The U.S. Department of Veterans Affairs in Boston told Investigative Reporter Eric Rasmussen a year ago it was working to fix its record mix-ups, but 25 Investigates found a system that vets still say is broken with delayed care and sensitive records falling into the wrong hands.
Terry, a 52-year-old veteran who asked 25 Investigates to only use his first name, said he recently visited a VA hospital in the Boston area to pick up his medical records.
But the 15-year U.S. Air Force vet who loaded bombers during the first Gulf War, told 25 Investigates he was disturbed to later find he had also been given confidential medical records and reports for two other veterans — total strangers.
“I had my records and two other veterans' records in my hand,” said Terry. “I was sick to my stomach, extremely angry.”
He told 25 Investigates he worries it could do lasting damage, making veterans reluctant to seek out the help they need.
“One of the hardest things to do is to come forward and say, ‘I need help,’” said Terry. “If I've got their records, what are the chances of someone else being in my shoes picking up my records?”
Last year, 25 Investigates found at least 37 cases of vets’ mishandled sensitive medical records — often given or mailed to the wrong veterans by the VA in Boston since 2013.
The healthcare system has campuses in Jamaica Plain, West Roxbury and Brockton.
For several weeks, 25 Investigates has been asking to speak with Vincent Ng, the VA’s director in Boston, about the latest breach.
A spokeswoman says they place the highest priority on protecting veterans’ information, but 25 Investigates is still waiting for that interview.
When 25 Investigates first asked to speak with Ng a year ago, the VA set up a sit-down interview with Assistant Director Chuck Ritter, who said the agency is working to do better.
“There's no doubt that at the VA, we owe an apology to veterans,” said Ritter told 25 Investigates last year.
At a recent event honoring a deceased veteran in Hingham, 25 Investigates spoke to U.S. Rep. Stephen Lynch about the ongoing mishandling of veterans’ medical records.

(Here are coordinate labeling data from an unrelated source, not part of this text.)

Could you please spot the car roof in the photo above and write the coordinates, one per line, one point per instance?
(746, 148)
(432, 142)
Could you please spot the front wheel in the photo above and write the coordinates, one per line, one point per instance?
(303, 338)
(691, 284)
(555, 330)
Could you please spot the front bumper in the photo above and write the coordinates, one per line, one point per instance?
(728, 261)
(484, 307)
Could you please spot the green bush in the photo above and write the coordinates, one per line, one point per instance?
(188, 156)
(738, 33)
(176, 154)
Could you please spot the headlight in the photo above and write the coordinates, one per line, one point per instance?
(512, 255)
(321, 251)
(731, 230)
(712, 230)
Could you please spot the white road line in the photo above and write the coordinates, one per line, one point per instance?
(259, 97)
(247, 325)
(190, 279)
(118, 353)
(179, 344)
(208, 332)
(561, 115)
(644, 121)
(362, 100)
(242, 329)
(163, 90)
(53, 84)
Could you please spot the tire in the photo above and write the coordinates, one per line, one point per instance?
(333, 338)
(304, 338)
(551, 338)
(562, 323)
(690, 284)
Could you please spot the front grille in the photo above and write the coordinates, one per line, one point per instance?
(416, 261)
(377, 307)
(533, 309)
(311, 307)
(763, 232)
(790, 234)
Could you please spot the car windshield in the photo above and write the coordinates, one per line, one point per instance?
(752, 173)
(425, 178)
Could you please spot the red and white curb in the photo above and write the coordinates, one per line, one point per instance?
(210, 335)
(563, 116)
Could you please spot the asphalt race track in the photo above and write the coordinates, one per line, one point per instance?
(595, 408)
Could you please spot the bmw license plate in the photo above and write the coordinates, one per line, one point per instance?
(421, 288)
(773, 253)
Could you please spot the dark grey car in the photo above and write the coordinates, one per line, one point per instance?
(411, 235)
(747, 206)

”The bottom line is we've got to do better,” said Lynch.
Lynch, who sits on the House Oversight Committee, says he reached out to Terry, but acknowledged more needs to be done.

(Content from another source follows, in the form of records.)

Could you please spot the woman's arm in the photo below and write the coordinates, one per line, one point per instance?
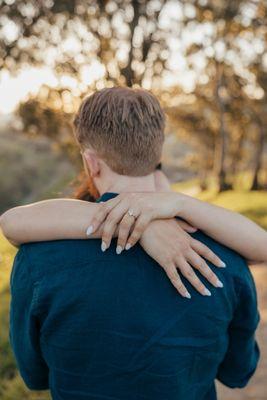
(225, 226)
(164, 241)
(48, 220)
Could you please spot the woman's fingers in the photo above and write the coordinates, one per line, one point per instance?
(103, 210)
(139, 227)
(197, 262)
(186, 226)
(125, 226)
(190, 275)
(205, 252)
(175, 279)
(111, 223)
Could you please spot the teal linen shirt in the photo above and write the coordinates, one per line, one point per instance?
(90, 325)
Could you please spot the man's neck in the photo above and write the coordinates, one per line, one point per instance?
(121, 184)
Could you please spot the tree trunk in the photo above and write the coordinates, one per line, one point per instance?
(259, 153)
(220, 146)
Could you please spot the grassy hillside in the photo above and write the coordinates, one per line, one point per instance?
(30, 170)
(252, 204)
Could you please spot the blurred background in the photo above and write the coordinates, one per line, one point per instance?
(206, 60)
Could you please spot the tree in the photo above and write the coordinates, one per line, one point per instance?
(123, 38)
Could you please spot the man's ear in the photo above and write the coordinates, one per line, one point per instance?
(92, 162)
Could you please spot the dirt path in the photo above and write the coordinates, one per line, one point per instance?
(257, 388)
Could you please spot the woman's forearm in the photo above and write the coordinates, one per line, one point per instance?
(227, 227)
(48, 220)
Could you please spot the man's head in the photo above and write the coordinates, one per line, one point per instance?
(123, 128)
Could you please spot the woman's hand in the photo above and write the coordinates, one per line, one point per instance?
(171, 247)
(131, 213)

“You don't want anybody's business to be out there on the street,” said Lynch. “And there's nothing more personal than your medical history and what you have disclosed to your doctors.”
Like so many other veterans, Terry tells 25 Investigates he’s also been affected by long delays.
He says he waited more than a year to see a specialist — only to have that appointment cancelled at the last minute.
Terry finally went to an outside doctor for recent hip surgery.
Terry says the health of veterans and the security of their most confidential information are part of a larger problem the VA has yet to solve.
“The system is broken, but I truly believe that there are folks who do their best,” said Terry. “And then there are some lapses there where people aren't quite doing their best. Things like this with records, with delayed care, denied care happen and the results are that there are veterans who aren't breathing anymore.”
The VA would not directly respond to repeated questions on how records for two other veterans got into Terry’s hands, citing veterans’ privacy.
The VA did say that supervisors now go through monthly reviews and training to make sure they’re handing out the right information to vets.